Pocket-lint has been playing with the Galaxy Camera for a couple of days now. As well as streaming movies via Netflix, sending messages and email - yes, we've got rather sucked in to Android's charms - we've been primarily focused on the device's camera abilities. It's a mix of highs and lows...
Macro mode image sample
From a physical point of view this isn't a small camera, mainly on account of the 4.8in screen which dominates the rear. Imagine a Samsung Galaxy S III smartphone. Now imagine it more than doubled in thickness and more-or-less tripled in weight. That's what the Galaxy Camera feels like in the hand - not particularly heavy in camera terms and easy enough to hold, thanks to a curved grip, but just large in terms of width and height compared to other compacts. Whether a camera of such proportions is desirable is questionable and we're going to see how it fares in pockets, bags and over the shoulder over the coming week.
ISO 400 image sample
With a 23mm-equivalent wide-angle lens and a 21x optical zoom, the Galaxy Camera's lens in combination with the 1/2.3in CMOS sensor size gives an equivalent reach up to a 480mm at the full extent of its zoom. Only a few years ago that would have been considered a superzoom and meant a far larger body size, so despite its outlined physical size, the Galaxy Camera could be considered small if looking at it another way.
ISO 320 image sample
With such a versatile lens it's next to impossible to avoid some optical issues occurring. The primary of these is a lack of sharpness, which is present partly on account of image processing. It's disappointing as shots look sublime on the rear 1920 x 720 HD LCD screen and decent in their smaller-scale on this very page.

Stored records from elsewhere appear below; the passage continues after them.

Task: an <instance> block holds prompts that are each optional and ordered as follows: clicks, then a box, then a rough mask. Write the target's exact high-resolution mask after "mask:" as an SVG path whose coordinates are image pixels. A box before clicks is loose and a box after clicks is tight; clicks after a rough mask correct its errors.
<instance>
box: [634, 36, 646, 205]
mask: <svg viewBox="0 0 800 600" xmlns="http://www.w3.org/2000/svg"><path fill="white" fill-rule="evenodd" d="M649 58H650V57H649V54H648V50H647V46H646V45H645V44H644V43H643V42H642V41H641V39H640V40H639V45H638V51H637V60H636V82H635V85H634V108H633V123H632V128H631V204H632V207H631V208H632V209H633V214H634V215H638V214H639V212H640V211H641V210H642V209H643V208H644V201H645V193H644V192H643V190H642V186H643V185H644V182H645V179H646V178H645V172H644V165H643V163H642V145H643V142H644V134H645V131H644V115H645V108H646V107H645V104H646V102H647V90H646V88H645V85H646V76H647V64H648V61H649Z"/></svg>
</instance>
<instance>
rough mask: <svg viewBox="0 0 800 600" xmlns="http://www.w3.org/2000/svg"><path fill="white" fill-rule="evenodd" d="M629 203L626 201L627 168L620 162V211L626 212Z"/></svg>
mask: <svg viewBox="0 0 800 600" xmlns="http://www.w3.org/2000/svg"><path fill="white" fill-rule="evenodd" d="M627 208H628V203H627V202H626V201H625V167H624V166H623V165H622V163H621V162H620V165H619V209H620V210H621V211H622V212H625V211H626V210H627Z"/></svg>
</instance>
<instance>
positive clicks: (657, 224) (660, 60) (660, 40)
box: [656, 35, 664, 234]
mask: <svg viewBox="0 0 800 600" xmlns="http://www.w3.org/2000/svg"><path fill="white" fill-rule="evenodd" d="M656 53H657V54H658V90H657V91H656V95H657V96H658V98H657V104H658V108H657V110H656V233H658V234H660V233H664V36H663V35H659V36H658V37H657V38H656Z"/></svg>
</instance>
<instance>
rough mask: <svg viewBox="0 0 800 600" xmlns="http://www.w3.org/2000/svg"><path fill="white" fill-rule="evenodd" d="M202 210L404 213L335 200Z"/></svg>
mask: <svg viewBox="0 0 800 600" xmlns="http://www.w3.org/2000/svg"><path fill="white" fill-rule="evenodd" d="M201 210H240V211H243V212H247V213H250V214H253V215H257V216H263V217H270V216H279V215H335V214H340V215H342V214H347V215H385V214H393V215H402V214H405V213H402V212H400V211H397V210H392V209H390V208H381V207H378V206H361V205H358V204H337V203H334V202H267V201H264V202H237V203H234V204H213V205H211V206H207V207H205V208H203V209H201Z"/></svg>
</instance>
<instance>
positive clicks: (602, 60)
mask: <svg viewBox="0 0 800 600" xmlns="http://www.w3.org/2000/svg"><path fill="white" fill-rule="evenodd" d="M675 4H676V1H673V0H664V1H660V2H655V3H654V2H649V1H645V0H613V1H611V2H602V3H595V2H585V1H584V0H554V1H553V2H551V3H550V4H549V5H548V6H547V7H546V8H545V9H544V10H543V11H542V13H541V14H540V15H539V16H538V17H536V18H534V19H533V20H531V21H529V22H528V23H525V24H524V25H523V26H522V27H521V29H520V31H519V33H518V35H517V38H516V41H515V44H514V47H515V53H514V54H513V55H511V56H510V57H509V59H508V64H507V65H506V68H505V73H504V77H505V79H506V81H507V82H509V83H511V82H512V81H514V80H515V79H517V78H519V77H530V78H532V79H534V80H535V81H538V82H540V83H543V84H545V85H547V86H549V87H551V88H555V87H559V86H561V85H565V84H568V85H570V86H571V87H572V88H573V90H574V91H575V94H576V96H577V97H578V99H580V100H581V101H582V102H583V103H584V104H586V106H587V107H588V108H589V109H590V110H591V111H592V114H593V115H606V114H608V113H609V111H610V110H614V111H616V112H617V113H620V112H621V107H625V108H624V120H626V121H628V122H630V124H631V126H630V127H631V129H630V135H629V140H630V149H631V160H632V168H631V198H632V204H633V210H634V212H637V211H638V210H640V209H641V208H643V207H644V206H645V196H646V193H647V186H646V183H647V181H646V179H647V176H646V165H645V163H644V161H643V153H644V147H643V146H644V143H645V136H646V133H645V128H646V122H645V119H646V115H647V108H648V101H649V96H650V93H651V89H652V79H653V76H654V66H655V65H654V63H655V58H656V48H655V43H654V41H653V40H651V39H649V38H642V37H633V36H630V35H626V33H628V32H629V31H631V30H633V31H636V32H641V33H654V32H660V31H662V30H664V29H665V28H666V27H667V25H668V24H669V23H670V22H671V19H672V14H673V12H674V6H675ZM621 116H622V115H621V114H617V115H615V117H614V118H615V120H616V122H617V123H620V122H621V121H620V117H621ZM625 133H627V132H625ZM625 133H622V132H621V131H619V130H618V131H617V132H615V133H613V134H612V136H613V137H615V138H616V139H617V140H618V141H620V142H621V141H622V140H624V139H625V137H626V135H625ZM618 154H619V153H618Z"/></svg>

Pull them up at full size on a computer screen, however, and softness is prevalent, particularly from shots taken further up the zoom range. Here's a 100 per cent version of the shot above:
ISO 320 image sample shown at 100 per cent scale
This is not due to shooting settings either. The ISO 320 shot above was taken with the camera rested on a railing, with the shutter priority mode set to 1/100th of a second. We've checked and rechecked other shots and pushed the shutter speeds up, but it's much the same: there's still that lack of sharpness. Therefore don't anticipate being able to use images at a huge scale. If anything shots will be far more passable when shared at a smaller scale across social platforms such as Facebook and the like - which is an obvious area that the Galaxy Camera excels in.
Image quality is certainly superior to a camera phone thanks to the compact-camera-sized CMOS sensor which is larger than what would be found in most smartphones, and the ISO 100-3200 sensitivity range can be adjusted - whether manually or automatically by the camera - to compensate for darker shooting conditions.
ISO 3200 image sample
The higher the ISO sensitivity the more "grainy" an image will look, which we camera folk refer to as image noise. It's an unavoidable byproduct of being able to create an exposure when there's less light around.
ISO 3200 image sample shown at 100 per cent scale
Image noise is well handled at the higher ISO settings, in that coloured speckles are rarely visible, but the softness issue is further exacerbated. Again, shots look great on the camera's rear screen, but don't have that "bite" of sharpness at 100 per cent scale at all. Still, the shots are far "cleaner" than you would find from a mobile phone camera.
The lowest ISO 100 sensitivity is the most favourable setting and this will be most commonly used in daylight settings which is good news.
ISO 100 image sample
This 23mm equivalent wide-angle shot shows much better sharpness towards the centre subject, as shown at 100 per cent scale below. There's still some degree of image processing that's visible, as those "painterly" textured flecks throughout the grass area reveal, but this is typical of a compact camera.
ISO 100 image sample at 100 per cent scale
A common issue with compact cameras is the presence of chromatic aberration - those coloured drop-shadow-like edges that fall around a subject's sides, often tree branches and contrasty edges. The Samsung Galaxy Camera shows some purple and green fringes towards subject edges, though these are largely corrected for by the camera's processing. Fine details in trees don't escape it however:
ISO 100 image sample
So it's a bit of a mixed bag. The Galaxy Camera has some positives in terms of operation - more on that in our full review next week - but the images aren't always sharp enough to cut it for more demanding users.
For its £400 asking price - and irrelevant that it's cheaper than an SGS3, comes with the benefit of pre-loaded goodies and the power of Android's expandable potential - images should be sock-knockingly good. But, from what we've seen so far, they may frustrate just as much as they please.